ROANOKE TIMES

                         Roanoke Times
                 Copyright (c) 1995, Landmark Communications, Inc.

DATE: SUNDAY, March 14, 1993                   TAG: 9303120024
SECTION: BUSINESS                    PAGE: F-1   EDITION: METRO  
SOURCE: MAG POFF STAFF WRITER
DATELINE:                                 LENGTH: Medium


THE BUSINESS OF SELLING YOUR BEST IMPRESSION

The image business has come a long way from color, clothes and cosmetics.

In her "Power Packaging and Success Seminars," Roanoke consultant Jenny Taubman is teaching local companies that image is a business tool.

The image of image consultants is changing as well.

Nancy Chen of New York, vice president for marketing at the Association of Image Consultants International, said the profession has broadened from physical appearance and dressing into etiquette and behavior.

"That, too, is part of non-verbal communication," Chen said.

And many consultants, like Taubman, have extended further into the verbal skills of interpersonal communications and presentations, Chen added.

She said the association is working to upgrade the industry. Because it is an unregulated business, hair stylists and people who sell cosmetics and clothing often call themselves image consultants, she said.

Members of the association, according to Chen, are following the trend to a wider range of image enhancing services.

The association has 18 members in Virginia, including Taubman. There are two in Tidewater, one each in Charlottesville and Midlothian and the rest in the Washington suburbs.

Taubman said that in the 1970s and 1980s the emphasis was on "the me generation." People stressed how they looked and felt.

The 1990s, she added, is the decade of communication in "tele- ways," as in television and telemarketing.

At a seminar given at the Roanoke offices of J.C. Bradford & Co., Taubman showed pairs of pictures of the same person, in the same clothes, approaching a customer.

Only one pose, the seminar participants agreed, suggested competence and authority - the kind of person they would buy securities from.

Taubman said studies show that appearance and actions account for 55 percent of a first impression. A person's voice accounts for another 38 percent.

Only 7 percent of that first impression depends on what's actually said, she said.

"If I don't put it across correctly, you forget it," Taubman said of the message. "If I do well, you might go home knowing nothing. But you'd have listened to me."

Taubman contends "The correct non-verbal image is what sells."

It's possible to create a powerful image that gives a person an edge in the business world, a means to "get a foot in the door."

So her seminars concentrate on body language as well as appearance: How you stand, how you sit on a chair or at a table? Other important elements are what you do with your hands, eye contact and how close you stand to another person.

And then there's business etiquette. How do you shake hands? How do you introduce people to each other? What do you do if you forget the person's name?

Taubman founded her consulting company, Personal Image, in Roanoke in 1981, to help individuals.
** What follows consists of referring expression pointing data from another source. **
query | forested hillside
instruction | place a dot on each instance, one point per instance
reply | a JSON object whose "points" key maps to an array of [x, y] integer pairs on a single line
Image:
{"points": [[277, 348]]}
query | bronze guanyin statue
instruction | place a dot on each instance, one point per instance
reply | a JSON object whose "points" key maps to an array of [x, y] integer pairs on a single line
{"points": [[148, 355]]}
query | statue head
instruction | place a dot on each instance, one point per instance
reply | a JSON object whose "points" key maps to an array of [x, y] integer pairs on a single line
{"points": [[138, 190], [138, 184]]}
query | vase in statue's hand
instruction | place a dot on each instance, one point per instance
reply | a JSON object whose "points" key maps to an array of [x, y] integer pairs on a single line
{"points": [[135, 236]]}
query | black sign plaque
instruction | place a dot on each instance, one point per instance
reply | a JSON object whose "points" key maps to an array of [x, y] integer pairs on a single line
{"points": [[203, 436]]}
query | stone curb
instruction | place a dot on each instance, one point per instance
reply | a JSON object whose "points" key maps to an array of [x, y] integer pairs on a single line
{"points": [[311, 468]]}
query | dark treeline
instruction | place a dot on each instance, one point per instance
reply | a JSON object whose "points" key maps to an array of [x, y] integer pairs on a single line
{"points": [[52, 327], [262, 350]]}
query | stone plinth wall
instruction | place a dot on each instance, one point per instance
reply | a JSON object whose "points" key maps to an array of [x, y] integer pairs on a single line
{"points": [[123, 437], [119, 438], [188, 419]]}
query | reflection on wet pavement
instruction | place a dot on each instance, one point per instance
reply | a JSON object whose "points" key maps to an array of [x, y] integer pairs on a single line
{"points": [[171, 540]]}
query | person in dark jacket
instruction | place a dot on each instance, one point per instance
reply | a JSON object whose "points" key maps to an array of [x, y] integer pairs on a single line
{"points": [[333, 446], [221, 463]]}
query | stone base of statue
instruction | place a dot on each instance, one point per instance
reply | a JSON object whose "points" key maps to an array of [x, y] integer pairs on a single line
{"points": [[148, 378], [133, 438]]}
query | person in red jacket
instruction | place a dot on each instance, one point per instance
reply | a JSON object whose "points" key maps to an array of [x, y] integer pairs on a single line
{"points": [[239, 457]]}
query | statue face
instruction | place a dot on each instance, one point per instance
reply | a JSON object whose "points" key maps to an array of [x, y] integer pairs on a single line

She works with both men and women, including bankers and local politicians.

A former model and fashion designer, Taubman was born in Sofia, Bulgaria, and educated in London, Edinburgh and Tel Aviv. She is fluent in six languages and served as a sergeant in the Israeli army.

She got into seminars early. Her first was in 1982 for the Blue Ridge Funeral Directors Association, and she once conducted a lunchtime series at Heironimus for downtown workers.

Only in the last year or so, however, has she concentrated on companies, helping their workers use image as a business tool.

Does it help?

"Very much so," said Peter Milward, manager of J.C. Bradford's Roanoke office. "There were no negative comments" from the participants. "Everyone was very positive."

The seminar was for the securities company's support staff, he said, and several of them said "one or two brokers could benefit."

Pearl Gearhart, vice president for administration at Shenandoah Life, said a seminar there "went over very well. It gave them some good ideas.

"It was kind of a fun thing" mixed in with some other kinds of training, Gearhart said.

Vickie Havens, a spokeswoman for Icon Inc. in Moneta, said all of the employees there went through the seminar.

She said Icon employees were "real pleased with it. She gave us a lot of helpful tips."

Taubman tells of clients who transformed themselves into business people with an image of authority and competence. "This is where I get my satisfaction," she said.